Dünyada bir su sorununun var olduğu ve bunun gelecek yıllarda milyarlarca insanın yaşamını etkileyeceği herkes tarafından kabul edilen bir gerçektir. Özellikle sınıraşan su havzaları bu konuda mercek altına alınmaktadır. Söz konusu sınıraşan havzalar olduğunda su konusu sadece bir devletin kendi iç meselesi olmaktan çıkmaktadır. Bir kıyıdaş ülkenin su arzı diğer kıyıdaş ülkeye de bağımlıdır. Bu durum su kaynaklarını, özellikle Ortadoğu gibi suyun sınırlı bir kaynak olduğu bölgelerde ulusal güvenlik konularından bir haline getirmektedir. Son yıllarda su kaynaklarının çatışmaların içinde yer alması olasılığı nedeniyle, küresel su sorunları “öncelikli politika” statüsünde yer almaktadır.
 
Su kaynakları özellikle Ortadoğu’da, barış için de, savaş için de itici güç olabilmektedir. Devletlerin izleyeceği politikalar ile sonuç işbirliği de olabilir çatışma da olabilmektedir. Eğer havzada mevcut bir anlaşma yoksa su kaynaklarının kullanımı havzadaki güç dengeleri ile doğrudan orantılı olduğu görülmektedir. Su, savaş sebebi olmasa da teknik özelliğini yitirmiş ve politik dengelerden doğrudan etkilendiği görülmektedir.  Su, devletlerin çıkarları doğrultusunda işbirliği ve çatışma sebebi olabilmektedir.
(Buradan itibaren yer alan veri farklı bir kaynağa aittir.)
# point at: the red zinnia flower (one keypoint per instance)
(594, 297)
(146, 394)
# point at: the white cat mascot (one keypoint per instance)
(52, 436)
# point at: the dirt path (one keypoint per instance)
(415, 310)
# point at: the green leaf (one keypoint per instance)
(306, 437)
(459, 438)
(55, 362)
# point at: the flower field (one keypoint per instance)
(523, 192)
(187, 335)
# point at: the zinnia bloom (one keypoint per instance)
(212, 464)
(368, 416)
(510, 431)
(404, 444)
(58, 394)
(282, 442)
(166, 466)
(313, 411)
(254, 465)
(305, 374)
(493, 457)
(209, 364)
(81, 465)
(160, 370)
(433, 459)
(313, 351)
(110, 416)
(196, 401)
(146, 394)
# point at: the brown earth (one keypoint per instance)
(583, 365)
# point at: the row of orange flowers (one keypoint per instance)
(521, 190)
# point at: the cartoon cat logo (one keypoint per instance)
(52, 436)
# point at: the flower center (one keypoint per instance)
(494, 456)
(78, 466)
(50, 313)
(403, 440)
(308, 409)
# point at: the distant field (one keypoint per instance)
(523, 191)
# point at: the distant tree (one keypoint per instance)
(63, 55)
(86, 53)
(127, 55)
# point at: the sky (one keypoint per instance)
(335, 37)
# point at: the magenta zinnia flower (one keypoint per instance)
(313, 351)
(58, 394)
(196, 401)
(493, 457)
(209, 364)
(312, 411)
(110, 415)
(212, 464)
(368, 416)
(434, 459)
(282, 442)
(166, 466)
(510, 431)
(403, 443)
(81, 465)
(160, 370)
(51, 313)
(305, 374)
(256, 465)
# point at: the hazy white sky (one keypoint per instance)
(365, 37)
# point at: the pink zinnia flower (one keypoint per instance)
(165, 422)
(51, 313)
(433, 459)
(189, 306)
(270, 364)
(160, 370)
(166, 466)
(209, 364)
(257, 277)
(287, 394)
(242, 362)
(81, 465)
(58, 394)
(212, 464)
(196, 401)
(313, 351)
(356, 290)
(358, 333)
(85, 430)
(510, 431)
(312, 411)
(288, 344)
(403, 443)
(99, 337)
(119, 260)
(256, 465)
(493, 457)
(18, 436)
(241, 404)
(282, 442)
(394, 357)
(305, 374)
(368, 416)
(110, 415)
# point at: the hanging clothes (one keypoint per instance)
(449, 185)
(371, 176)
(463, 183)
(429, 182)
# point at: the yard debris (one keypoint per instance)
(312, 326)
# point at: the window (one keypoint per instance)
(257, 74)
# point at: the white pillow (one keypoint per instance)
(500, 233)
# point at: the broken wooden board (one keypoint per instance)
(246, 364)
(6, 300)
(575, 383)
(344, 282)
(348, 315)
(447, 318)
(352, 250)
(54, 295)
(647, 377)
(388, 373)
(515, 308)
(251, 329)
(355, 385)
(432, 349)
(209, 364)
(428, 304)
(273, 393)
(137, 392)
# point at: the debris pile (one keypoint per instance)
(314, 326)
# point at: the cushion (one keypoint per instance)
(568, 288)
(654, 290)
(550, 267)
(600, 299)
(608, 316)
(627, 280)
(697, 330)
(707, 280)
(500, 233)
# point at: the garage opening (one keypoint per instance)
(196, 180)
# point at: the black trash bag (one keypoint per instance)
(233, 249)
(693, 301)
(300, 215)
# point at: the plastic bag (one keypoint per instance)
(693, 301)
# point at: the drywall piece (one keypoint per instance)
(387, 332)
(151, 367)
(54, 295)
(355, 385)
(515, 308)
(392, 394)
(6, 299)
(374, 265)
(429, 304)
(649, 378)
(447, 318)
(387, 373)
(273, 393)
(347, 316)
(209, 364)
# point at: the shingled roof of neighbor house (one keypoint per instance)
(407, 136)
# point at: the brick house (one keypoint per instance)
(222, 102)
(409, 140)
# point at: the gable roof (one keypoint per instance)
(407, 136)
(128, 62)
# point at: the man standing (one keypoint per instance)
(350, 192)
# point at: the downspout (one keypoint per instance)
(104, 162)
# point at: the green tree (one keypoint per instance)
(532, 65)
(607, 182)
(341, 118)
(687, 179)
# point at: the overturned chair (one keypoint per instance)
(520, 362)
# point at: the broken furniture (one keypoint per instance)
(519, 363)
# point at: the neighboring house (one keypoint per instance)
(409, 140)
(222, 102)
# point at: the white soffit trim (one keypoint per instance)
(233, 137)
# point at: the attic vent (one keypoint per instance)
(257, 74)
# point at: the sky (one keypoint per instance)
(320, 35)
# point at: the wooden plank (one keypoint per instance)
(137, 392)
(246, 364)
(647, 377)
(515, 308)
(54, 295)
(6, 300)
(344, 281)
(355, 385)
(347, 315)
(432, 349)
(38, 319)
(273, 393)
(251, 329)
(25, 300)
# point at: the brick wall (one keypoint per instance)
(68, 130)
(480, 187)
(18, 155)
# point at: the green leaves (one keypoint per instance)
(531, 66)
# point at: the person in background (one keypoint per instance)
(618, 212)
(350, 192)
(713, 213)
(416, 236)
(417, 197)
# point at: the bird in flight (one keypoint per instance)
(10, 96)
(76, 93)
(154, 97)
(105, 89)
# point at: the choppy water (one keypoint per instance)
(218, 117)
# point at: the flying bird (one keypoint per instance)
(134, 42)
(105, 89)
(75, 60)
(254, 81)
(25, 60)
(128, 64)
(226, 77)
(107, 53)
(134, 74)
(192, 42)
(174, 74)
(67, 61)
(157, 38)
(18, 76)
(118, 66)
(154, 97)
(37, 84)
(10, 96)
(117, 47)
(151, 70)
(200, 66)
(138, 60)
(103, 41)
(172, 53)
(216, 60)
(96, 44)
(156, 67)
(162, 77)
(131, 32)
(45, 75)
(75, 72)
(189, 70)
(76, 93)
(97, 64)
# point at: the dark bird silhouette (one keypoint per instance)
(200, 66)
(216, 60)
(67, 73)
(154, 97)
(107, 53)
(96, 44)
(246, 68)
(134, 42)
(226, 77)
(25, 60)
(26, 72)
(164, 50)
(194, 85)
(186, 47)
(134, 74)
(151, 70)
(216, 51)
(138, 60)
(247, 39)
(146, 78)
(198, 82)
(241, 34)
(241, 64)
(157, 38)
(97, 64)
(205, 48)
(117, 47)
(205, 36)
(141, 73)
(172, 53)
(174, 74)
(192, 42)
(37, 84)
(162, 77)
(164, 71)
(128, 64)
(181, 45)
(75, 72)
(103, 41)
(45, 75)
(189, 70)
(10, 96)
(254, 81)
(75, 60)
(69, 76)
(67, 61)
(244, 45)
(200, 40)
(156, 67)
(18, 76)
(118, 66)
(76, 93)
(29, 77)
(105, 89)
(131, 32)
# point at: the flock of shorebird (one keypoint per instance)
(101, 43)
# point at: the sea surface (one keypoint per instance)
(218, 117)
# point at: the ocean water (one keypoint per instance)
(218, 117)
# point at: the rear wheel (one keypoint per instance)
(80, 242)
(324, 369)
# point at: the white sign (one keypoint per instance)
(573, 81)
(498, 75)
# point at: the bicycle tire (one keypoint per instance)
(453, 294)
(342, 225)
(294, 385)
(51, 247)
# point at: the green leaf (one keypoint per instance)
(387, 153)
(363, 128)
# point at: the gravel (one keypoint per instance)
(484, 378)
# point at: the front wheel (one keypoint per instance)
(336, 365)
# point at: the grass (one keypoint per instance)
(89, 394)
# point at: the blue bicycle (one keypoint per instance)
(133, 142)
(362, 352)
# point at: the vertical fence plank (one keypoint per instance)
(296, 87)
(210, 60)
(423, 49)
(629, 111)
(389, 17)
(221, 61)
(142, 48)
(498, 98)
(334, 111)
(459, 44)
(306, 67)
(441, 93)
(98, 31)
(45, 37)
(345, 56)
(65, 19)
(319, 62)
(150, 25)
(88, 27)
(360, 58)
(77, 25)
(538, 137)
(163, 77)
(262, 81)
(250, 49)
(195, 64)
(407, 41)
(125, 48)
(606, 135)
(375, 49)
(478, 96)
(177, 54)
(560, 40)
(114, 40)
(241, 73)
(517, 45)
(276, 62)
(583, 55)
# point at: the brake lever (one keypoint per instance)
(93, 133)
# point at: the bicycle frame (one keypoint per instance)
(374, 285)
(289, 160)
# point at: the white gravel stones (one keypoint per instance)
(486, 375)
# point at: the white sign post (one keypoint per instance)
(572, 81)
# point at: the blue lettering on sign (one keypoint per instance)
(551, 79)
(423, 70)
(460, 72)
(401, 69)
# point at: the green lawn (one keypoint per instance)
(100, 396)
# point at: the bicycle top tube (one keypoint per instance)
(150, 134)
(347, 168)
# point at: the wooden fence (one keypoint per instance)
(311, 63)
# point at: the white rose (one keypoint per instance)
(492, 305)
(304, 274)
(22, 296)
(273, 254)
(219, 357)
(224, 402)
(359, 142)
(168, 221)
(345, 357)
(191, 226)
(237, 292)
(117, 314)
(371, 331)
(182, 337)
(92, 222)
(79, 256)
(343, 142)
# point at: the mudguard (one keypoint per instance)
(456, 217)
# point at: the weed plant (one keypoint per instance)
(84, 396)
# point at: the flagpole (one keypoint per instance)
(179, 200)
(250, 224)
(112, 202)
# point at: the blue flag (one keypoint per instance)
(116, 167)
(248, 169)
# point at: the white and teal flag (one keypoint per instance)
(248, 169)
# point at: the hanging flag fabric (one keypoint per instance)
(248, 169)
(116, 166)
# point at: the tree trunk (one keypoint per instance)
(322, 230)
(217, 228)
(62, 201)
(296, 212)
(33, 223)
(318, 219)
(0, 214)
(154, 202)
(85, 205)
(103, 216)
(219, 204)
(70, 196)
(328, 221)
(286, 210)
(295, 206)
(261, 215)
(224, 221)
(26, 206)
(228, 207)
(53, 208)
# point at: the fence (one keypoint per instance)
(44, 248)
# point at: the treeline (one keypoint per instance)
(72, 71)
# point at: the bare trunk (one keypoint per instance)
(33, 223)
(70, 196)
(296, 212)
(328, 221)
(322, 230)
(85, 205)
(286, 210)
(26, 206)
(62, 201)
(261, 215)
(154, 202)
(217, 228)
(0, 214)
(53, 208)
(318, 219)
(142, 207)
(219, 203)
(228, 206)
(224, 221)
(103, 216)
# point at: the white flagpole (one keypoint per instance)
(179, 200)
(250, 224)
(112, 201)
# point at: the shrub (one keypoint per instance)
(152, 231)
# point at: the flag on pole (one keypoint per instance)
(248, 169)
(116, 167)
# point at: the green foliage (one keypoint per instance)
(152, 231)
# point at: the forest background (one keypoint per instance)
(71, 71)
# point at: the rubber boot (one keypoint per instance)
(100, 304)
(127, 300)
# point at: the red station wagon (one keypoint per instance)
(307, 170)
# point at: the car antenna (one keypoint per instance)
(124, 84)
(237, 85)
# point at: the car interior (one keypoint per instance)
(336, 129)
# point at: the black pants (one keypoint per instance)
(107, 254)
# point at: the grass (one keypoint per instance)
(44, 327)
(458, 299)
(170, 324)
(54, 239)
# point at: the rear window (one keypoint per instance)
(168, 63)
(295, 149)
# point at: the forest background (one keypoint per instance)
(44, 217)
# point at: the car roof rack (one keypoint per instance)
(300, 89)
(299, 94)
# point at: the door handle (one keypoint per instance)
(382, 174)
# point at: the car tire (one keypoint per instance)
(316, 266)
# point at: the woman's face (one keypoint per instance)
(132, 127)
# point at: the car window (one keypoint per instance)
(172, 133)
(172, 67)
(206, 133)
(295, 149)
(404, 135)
Bugüne kadar kayıtlı tek bir savaş, M.Ö.2500 yıllarda iki Sümer şehri, Lagash ve Umma arasında Dicle nehri sularının kullanımı nedeniyle çıkmıştır ve iki şehir savaşı anlaşma yaparak sona erdirmişlerdir.
 
Yakın tarihimizde ise, 1950-1960 yılları arasında İsrail, Suriye ve Ürdün arasında Ürdün ve Yarmuk Nehirlerinin sularını yönünü değiştirmesi sebebiyle çatışmalar çıkmıştır. 1967 Arap-İsrail savaşının nedenlerinden biri de Ürdün nehri sularının derive edilmesidir. Bizim de ülke olarak kıyıdaş olduğumuz Fırat ve Dicle nehir havzasında özellikle 1980 ve 1990’lı yıllarda Türkiye, Suriye ve Irak arasında havzada yapılan su projeleri ve barajlar yüzünden anlaşmazlıklar yaşanmıştır.
 
Geçen yıl, Çevre ve Kalkınma için Arap Forumu’nun hazırladığı rapora göre 21. Yüzyılın sonunda Ortadoğu bölgesinin yüzey ısısının 2,5-5,5 oC arasında artacağı ve bu artışın bölge de gerçekleşen yağış ortalamasını yüzde 20 oranında düşüreceği de belirtilmiştir. Bu durum bölgede su miktarının iklim değişimi hesaba katılmadan yapan öngörülerine göre daha az olacağını göstermektedir. Tabi ki bölge devletlerin ilişkilerinde önemli bir konuma sahip olan su kaynakları geçmişi örnek alırsak ikili ilişkilerde dönem dönem gerilimlere neden olacak ve politik bir araç olarak da kullanılacaktır. Ama bugüne kadar hiçbir kıyıdaş gerilimden ve çatışmadan bir fayda sağlayamamıştır. Çözüm yolu ise her kıyıdaşın kazançlı çıkmasını da sağlayacak olan devletlerin işbirliğidir. Bu işbirliği sürecinde öncelikle yeni iklim şartları da ele alınarak su kaynaklarının verimli kullanılmasını sağlayacak teknik ve politik kurumsallaşmanın sağlanması gerekmektedir. Bölgede artan nüfusun su talebi, gıda güvenliği endişesi ve suyun etkin kullanılmaması, özellikle tarımda modern sulama tekniklerinin kullanılmaması büyük oranda su kayıplarına neden olmaktadır. Suyun verimli kullanımına ilişkin olarak su yönetim yapısının düzenlenmesi gerekirken, özellikle kullanıcılarda suyun tasarruflu kullanımıyla ilgili olarak da eğitilmelidir.  Buna ek olarak, iklim değişimi mevcut su yapılarının (hidroelektrik, taşkın kontrolü, drenaj ve sulama sistemleri)  işletilmesini ve işlevlerini, su yönetimini de değiştirecektir. Yapılan çalışmalara göre şu anki su yönetimi, iklim değişiminin etkilerinin üstesinden gelebilecek güçte değildir. Su yönetimi, enerji, çevre, sağlık, doğa koruma ve gıda politikalarını da etkilemektedir. Bu sebeplerle mevcut iklim değişiminin yarattığı zafiyetlerin ortaya konması ve su ile ilgili yönetimlerin yeni şartlara adapte edilmesi gerekmektedir.